New Zealand central bank Governor Alan Bollard signaled interest rates may stay at a record low for longer than he intended a month ago, citing inflation that’s “reassuringly” contained amid Europe’s debt crisis.
“Given ongoing uncertainty around global conditions and the moderate pace of domestic demand, it remains prudent to keep the official cash rate on hold at 2.5 percent,” Bollard said in a statement today in Wellington. That was a change from his remarks in December, when he said it was “prudent for now” to hold rates for a ninth straight month.
New Zealand’s recovery may struggle to accelerate as Europe’s fiscal turmoil slows the economies of Australia and Asia, which buy almost two-thirds of the country’s exports. Bollard held rates rather than matching cuts in Australia and Thailand because reconstruction of earthquake-devastated Christchurch city is expected to boost growth and fan inflation.
“They have moved out the timing of the first rate hike,” Dominick Stephens, chief economist of Westpac Banking Corp. (WBC)’s New Zealand unit, said from Auckland. “It’s likely to be September or possibly later.”
Last month, Bollard indicated a rate rise may happen about mid-2012. Today’s change in stance reflects less inflation pressure and a rise in the currency since December, Stephens said. New Zealand’s dollar is the best-performing Group of 10 currency the past month, rising 5.4 percent.
The New Zealand dollar remained higher after Bollard’s comments. It bought 81.65 U.S. cents at 4:04 p.m. in Wellington from 81.39 cents immediately before the statement was released.
Today’s decision was forecast by all 14 economists in a Bloomberg News survey. In a survey of economists last week, seven predicted a rate rise in or before September and seven expect no change until the fourth quarter.
“The global economy remains fragile and risks to the outlook remain,” Bollard said. “World prices for New Zealand’s export commodities have remained elevated but the recent appreciation of the New Zealand dollar is reducing exporters’ returns.”
Consumers are reluctant to spend, diminishing results at companies including Christchurch-based Kathmandu Holdings Ltd. (KMD), which sells outdoor clothing and equipment.

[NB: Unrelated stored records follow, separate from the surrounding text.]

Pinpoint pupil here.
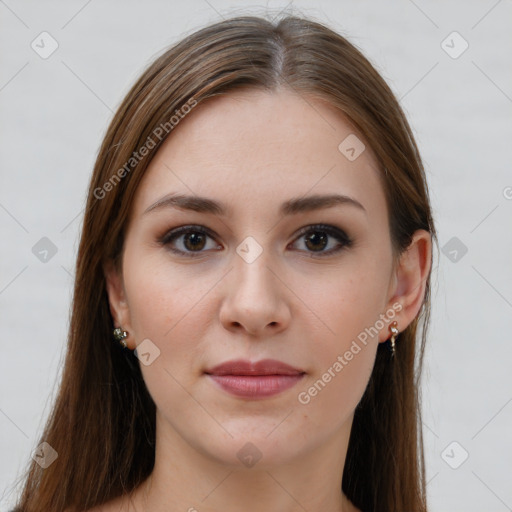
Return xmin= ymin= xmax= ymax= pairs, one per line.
xmin=185 ymin=233 xmax=204 ymax=250
xmin=306 ymin=231 xmax=327 ymax=250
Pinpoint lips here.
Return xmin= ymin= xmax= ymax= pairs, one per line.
xmin=205 ymin=359 xmax=304 ymax=376
xmin=205 ymin=359 xmax=305 ymax=399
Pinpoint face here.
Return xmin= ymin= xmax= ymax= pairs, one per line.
xmin=108 ymin=91 xmax=401 ymax=465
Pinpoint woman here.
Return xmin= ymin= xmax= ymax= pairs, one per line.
xmin=12 ymin=13 xmax=436 ymax=512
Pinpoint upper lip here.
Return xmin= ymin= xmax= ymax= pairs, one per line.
xmin=205 ymin=359 xmax=305 ymax=375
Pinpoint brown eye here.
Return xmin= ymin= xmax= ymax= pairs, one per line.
xmin=160 ymin=226 xmax=219 ymax=257
xmin=297 ymin=224 xmax=352 ymax=257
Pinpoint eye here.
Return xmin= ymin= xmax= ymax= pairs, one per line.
xmin=160 ymin=226 xmax=219 ymax=257
xmin=290 ymin=224 xmax=352 ymax=257
xmin=159 ymin=224 xmax=352 ymax=257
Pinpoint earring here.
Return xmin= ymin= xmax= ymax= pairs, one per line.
xmin=389 ymin=322 xmax=399 ymax=357
xmin=113 ymin=327 xmax=128 ymax=348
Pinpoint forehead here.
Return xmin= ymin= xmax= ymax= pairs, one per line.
xmin=130 ymin=90 xmax=386 ymax=221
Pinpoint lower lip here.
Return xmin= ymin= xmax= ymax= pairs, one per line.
xmin=208 ymin=373 xmax=304 ymax=398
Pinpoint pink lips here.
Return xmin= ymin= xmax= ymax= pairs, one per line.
xmin=205 ymin=359 xmax=305 ymax=399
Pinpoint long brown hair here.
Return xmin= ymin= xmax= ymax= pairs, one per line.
xmin=11 ymin=16 xmax=436 ymax=512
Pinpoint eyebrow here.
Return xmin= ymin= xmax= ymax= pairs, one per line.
xmin=143 ymin=194 xmax=367 ymax=216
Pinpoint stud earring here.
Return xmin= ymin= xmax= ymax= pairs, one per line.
xmin=389 ymin=322 xmax=399 ymax=357
xmin=113 ymin=327 xmax=128 ymax=348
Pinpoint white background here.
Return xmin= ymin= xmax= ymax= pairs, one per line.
xmin=0 ymin=0 xmax=512 ymax=512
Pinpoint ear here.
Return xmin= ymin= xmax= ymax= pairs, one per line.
xmin=379 ymin=229 xmax=432 ymax=342
xmin=103 ymin=261 xmax=133 ymax=346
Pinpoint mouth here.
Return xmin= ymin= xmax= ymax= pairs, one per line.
xmin=205 ymin=359 xmax=306 ymax=399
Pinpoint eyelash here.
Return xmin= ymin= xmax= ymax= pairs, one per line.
xmin=158 ymin=224 xmax=353 ymax=258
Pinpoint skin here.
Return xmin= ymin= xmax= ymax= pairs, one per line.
xmin=99 ymin=90 xmax=431 ymax=512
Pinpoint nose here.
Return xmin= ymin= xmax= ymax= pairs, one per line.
xmin=220 ymin=251 xmax=291 ymax=337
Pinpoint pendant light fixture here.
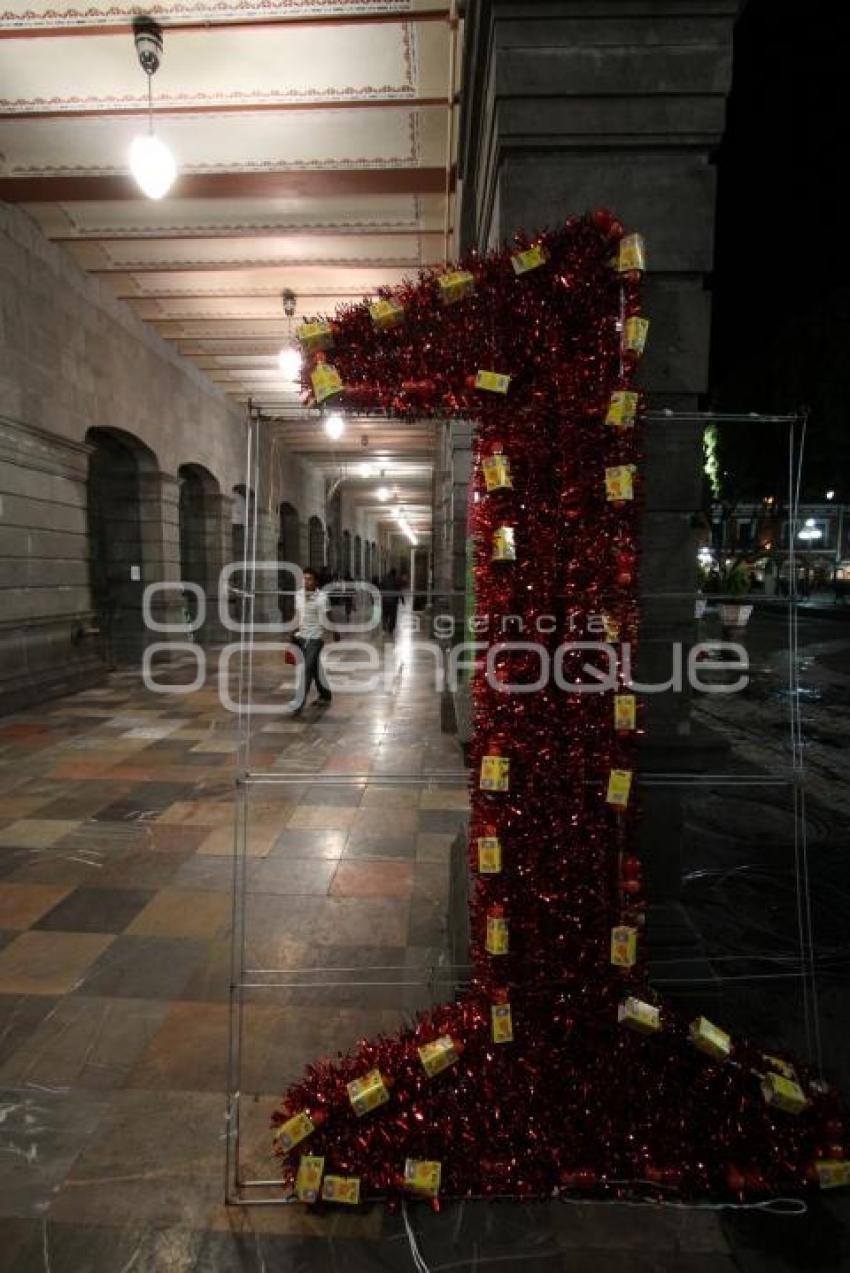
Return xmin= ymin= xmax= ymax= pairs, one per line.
xmin=130 ymin=17 xmax=177 ymax=199
xmin=277 ymin=288 xmax=302 ymax=384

It said last month the retail environment had become increasingly difficult in both Australia and New Zealand.
“Our trading performance throughout the Christmas period to date has been below expectations, which is a reflection of weaker consumer spending,” Chief Executive Officer Peter Halkett said in a statement sent to the stock exchange Dec. 22.
Financial market sentiment has improved slightly since the previous rate decision, Bollard said. Still, the debt crisis has increased the cost of international funding “which will likely pressure funding costs for New Zealand banks over the coming year,” he said.
Christchurch and the surrounding Canterbury region in the South Island has been rocked by quakes since September 2010, including a Feb. 22 temblor that killed 181 people. Authorities are demolishing city buildings and repairing homes, while large- scale reconstruction is yet to begin. A further series of aftershocks has struck the city since Dec. 23.
“Repairs and reconstruction in Canterbury will provide a significant boost for an extended period, though there may be further delays resulting from the aftershocks,” Bollard said.
New Zealand consumer prices unexpectedly fell in the fourth quarter, according to a report on Jan. 19. Prices rose 1.8 percent in the year ended Dec. 31, less than the midpoint of the 1 percent to 3 percent range Bollard is required to target.
Reports this year add to the case for a slow economic recovery. Spending on debit and credit cards fell a second month in December, and job advertisements also declined from November. Business confidence declined, with a majority of firms saying fourth-quarter profits fell and fewer saying they expect first- quarter earnings to improve, the New Zealand Institute of Economic Research Inc. said in a report on Jan. 17.
“We continue to see modest growth,” Bollard said today. “Over recent months there have been signs of a limited recovery in household spending and the housing market. Reassuringly, inflation pressures have remained well contained.”
Asian central bankers have been lowering interest rates as Europe’s crisis threatens global growth. The International Monetary Fund on Jan. 24 cut its forecast for global growth and warned that the world may face a recession if the euro-region’s turmoil intensified.
The Reserve Bank of Australia will cut its benchmark interest rate a quarter point to 4 percent on Feb. 7, according to 21 of 22 economists surveyed by Bloomberg. RBA Governor Glenn Stevens lowered borrowing costs at meetings in November and December, with the rate now at 4.25 percent.
Thailand yesterday cut its one-day bond repurchase rate a quarter point. The Philippines this month lowered interest rates for the first time since July 2009. In the U.S. yesterday, Federal Reserve officials said the federal funds target rate, at zero to 0.25 percent, will likely stay low until at least late-2014.